About this time last year, I obsessively read the original six novels in Nancy Springer's Enola Holmes series. Six books, five days. They were a fucking hit when they were originally published in the early 2000s. And they were a renewed hit a year ago when Millie Bobby Brown stared in (and produced--fucking badass females for the win) the Netflix movie adaptation last September. Last month, a short story (e-reader only) was released ("Enola Holmes and the Boy in Buttons"); last week a seventh novel in the series was released ("Enola Holmes and the Black Barouche"--this post's focus).
["Enola Holmes is the much younger sister of her more famous brothers, Sherlock and Mycroft. But she has all the wits, skills, and sleuthing inclinations of them both. At fifteen, she's an independent young woman--after all, her name spelled backwards reads 'alone'--and living on her own in London. When a young professional woman, Miss Letitia Glover, shows up on Sherlock's doorstep, desperate to learn more about the fate of her twin sister, it is Enola who steps up. It seems her sister, the former Felicity Glover, married the Earl of Dunhench and per a curt note from the Earl, has died. But Letitia Glover is convinced this isn't the truth, that she'd know--she'd feel--if her twin had died.

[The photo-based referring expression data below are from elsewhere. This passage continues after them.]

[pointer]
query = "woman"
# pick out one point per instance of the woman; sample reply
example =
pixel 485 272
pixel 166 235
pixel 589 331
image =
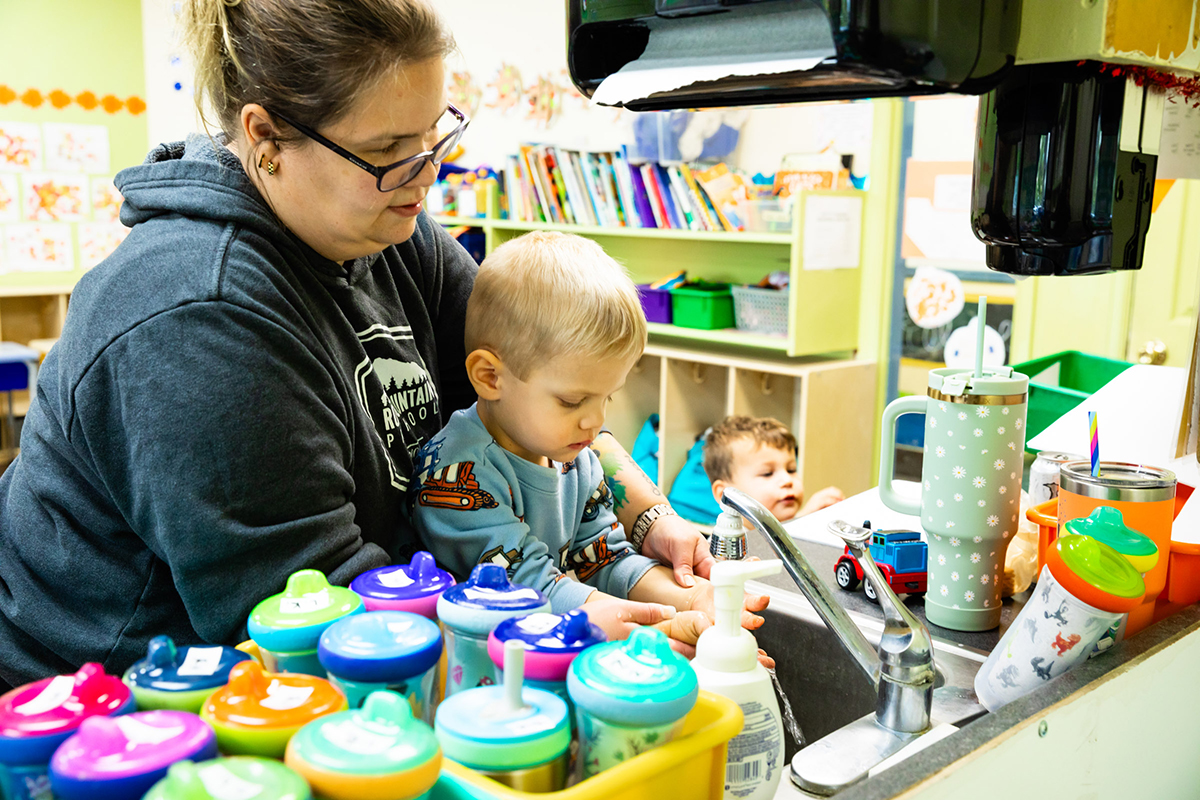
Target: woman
pixel 240 388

The Earl's note is suspiciously vague and the death certificate is even more dubious, signed it seems by a John H. Watson, M.D. (who denies any knowledge of such). The only way forward is for Enola to go undercover--or so Enola decides at the vehement objection of her brother. And she soon finds out that this is not the first of the Earl's wives to die suddenly and vaguely--and that the secret to the fate of the missing Felicity is tied to a mysterious black barouche that arrived at the Earl's home in the middle of the night. To uncover the secrets held tightly within the Earl's hall, Enola is going to require help--from Sherlock, from the twin sister of the missing woman, and from an old friend, the young Viscount Tewkesbury, Marquess of Basilwether!"]
So good, and so cute. Now that Enola doesn't have to run from Sherlock (and Mycroft--for forcibly putting her in finishing school), they make a fabulous team. Enola does her own thing. Sherlock does his own thing. They judge each other's methods. They come together to save more innocent people from the evil-as-fuck patriarchy.